I frowned. That had almost sounded as if he’d been here . . . and yet, he wasn’t that old. He couldn’t be that old. It would make him easily more than one hundred years old, and even shifters didn’t hold their age that well. “We?”
He waved a hand dismissively and moved to the doorway. “It was a historical ‘we,’ not me personally.”
That made sense, but I had a feeling it wasn’t exactly the truth. That he’d actually meant what he’d said, impossible or not.
“So why was it called the gas chamber?” I followed him across the room and peered over his shoulder. His rich scent filled my nostrils and provided brief relief to the foulness otherwise filling my lungs.
The hall beyond was about four feet wide and seemed to roll on endlessly, with no other exits evident. It was a perfect place to trap someone if ever I saw one.

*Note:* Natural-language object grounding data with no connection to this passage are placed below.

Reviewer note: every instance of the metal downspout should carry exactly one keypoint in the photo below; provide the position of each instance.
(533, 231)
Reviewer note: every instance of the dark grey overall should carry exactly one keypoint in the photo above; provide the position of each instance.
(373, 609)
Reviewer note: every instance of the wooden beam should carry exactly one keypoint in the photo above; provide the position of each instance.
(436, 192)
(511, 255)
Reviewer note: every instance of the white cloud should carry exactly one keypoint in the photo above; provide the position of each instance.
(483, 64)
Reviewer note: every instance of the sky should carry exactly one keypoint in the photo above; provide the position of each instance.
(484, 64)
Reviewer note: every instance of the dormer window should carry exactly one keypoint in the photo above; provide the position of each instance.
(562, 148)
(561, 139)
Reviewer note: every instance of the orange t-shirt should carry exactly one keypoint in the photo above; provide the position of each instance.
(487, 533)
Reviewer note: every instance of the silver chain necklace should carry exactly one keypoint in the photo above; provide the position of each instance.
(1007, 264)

“Because that’s what they did, both in this place and in that hall.” He moved forward cautiously.
I went with him, watching every step, being careful not to stand on or kick any debris that might give away our position if there was someone hiding within the bowels of this place.
“Gas only works once,” I said. “Wearing masks the second time would surely have fixed that problem.”
“Except they used Draccid, and we had no protective gear against that drug at the time.”
Draccid. I shuddered and briefly closed my eyes. Tears stung my eyes as the screams of the little ones once again echoed through my memories, and I clenched my fists against the urge to lash out at the man moving so silently in front of me. He wasn’t responsible for that destruction, even if he belonged to the race that was.
But at least I now knew how the shifters had gotten hold of that gas—when they’d finally defeated this place, they’d obviously found stores of it.
“How was base taken, then, if not through this breach?”
“We found the secondary tunnel. It was protected with more traditional methods, but a few well-placed mortars soon fixed that.”
“I’m guessing by then, the humans had evacced.”
“The humans had, but not the déchet.”
Of course, I thought bitterly. Rifle fodder was what déchet had been designed for, after all.
“There’s another door up ahead,” he continued, “and an exit into the main bunker not far beyond it.”